The satisfaction that the new framework regarding the operation of credit acquisition and credit management companies has included provisions and recommendations put forward by the Finance Committee of the Parliament so that we have a much better framework that ensures the well-intentioned interests of people who have transactions with the acquisition and credit management companies, expressed the President of the Finance Committee, Christiana Erotokritou, after the Committee session.

The Commission discussed on Monday seven harmonization bills for credit managers, with which the Republic of Cyprus would have to harmonize by 29 December 2023, as a result of which it has received a letter of warning from the European Commission on 24 January 2024.

< p>In statements after the session, the President of the Finance Committee, Christiana Erotokritou, after noting that the Committee has planned its work in such a way that there is no pending matter that causes any anomaly in the economy of the country, she assured that “no procedure concerning violation of the Cypriot state vis-à-vis its European obligations is not going to be taken against the Republic of Cyprus since despite the fact that we had a late submission of harmonizing bills, especially those concerning and governing the operation of credit acquisition companies, we will not miss any date or be late so that to risk the imposition of any fine”.

“We have done it in the past, we have avoided the imposition of fines, we have satisfied those imposed by European legislation and European directives and we will do the same this time,” he added.

AKEL MP Andreas Kavkalias said that while there is “one European directive for credit buyers and managers, in Cyprus we are discussing two legislative frameworks”, concerning “the existing one and a new one included in seven bills, which the regulations they will only concern any transfers that occur after the adoption of the new framework”.

“Any purchases, sales, or restructurings of old non-performing loans that are outside the banking system will continue to be governed by the old regime, which it does not ensure safe internal control, accountability and fair treatment of borrowers,” he added.

He said the deadline for harmonization has passed and we are one step away from starting infringement proceedings.”

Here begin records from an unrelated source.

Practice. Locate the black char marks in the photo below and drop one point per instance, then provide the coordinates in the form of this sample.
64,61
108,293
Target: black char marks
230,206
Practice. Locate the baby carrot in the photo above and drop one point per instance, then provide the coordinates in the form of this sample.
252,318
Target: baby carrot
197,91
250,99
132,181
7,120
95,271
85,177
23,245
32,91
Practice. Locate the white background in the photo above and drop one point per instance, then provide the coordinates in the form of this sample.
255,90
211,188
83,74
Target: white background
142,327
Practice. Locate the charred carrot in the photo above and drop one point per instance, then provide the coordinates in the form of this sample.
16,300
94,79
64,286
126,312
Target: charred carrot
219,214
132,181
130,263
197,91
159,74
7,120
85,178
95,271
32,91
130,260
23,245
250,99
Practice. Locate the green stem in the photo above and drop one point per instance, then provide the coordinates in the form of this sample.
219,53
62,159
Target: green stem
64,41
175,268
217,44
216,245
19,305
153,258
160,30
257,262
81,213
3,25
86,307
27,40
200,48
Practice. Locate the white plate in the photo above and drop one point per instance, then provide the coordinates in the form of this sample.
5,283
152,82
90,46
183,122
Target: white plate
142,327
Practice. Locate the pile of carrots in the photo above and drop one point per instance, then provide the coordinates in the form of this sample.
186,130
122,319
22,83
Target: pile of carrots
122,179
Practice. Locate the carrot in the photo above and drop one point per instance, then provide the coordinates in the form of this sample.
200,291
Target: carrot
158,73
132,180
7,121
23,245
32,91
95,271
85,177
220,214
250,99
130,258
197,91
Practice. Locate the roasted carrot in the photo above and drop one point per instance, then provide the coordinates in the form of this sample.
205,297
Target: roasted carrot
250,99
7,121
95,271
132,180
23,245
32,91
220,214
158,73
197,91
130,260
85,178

Mr. Kavkalias said that “the Republic of Cyprus is also at risk of sanctions due to ineffective harmonization with EU directives concerning the protection of borrowers from abusive clauses, unfair practices and due to ineffective recourse to legal remedies”.

Dipa MP – Citizens Cooperation Alekos Tryfonidis said that the harmonizing bills “are definitely clearly improved with the recommendations and opinions of the members of the Committee”.

He added, however, that they expect “some serious questions to be answered concerning the viability of the borrowers such as why the loan package should also include serviced loans that citizens have and which will suddenly be in an acquisition company located in an EU member country”.

Mr. Tryfonidis said that “a second serious issue is that of guarantors, which is included in the provisions of the bills and is not harmonized in relation to what is happening in the EU”.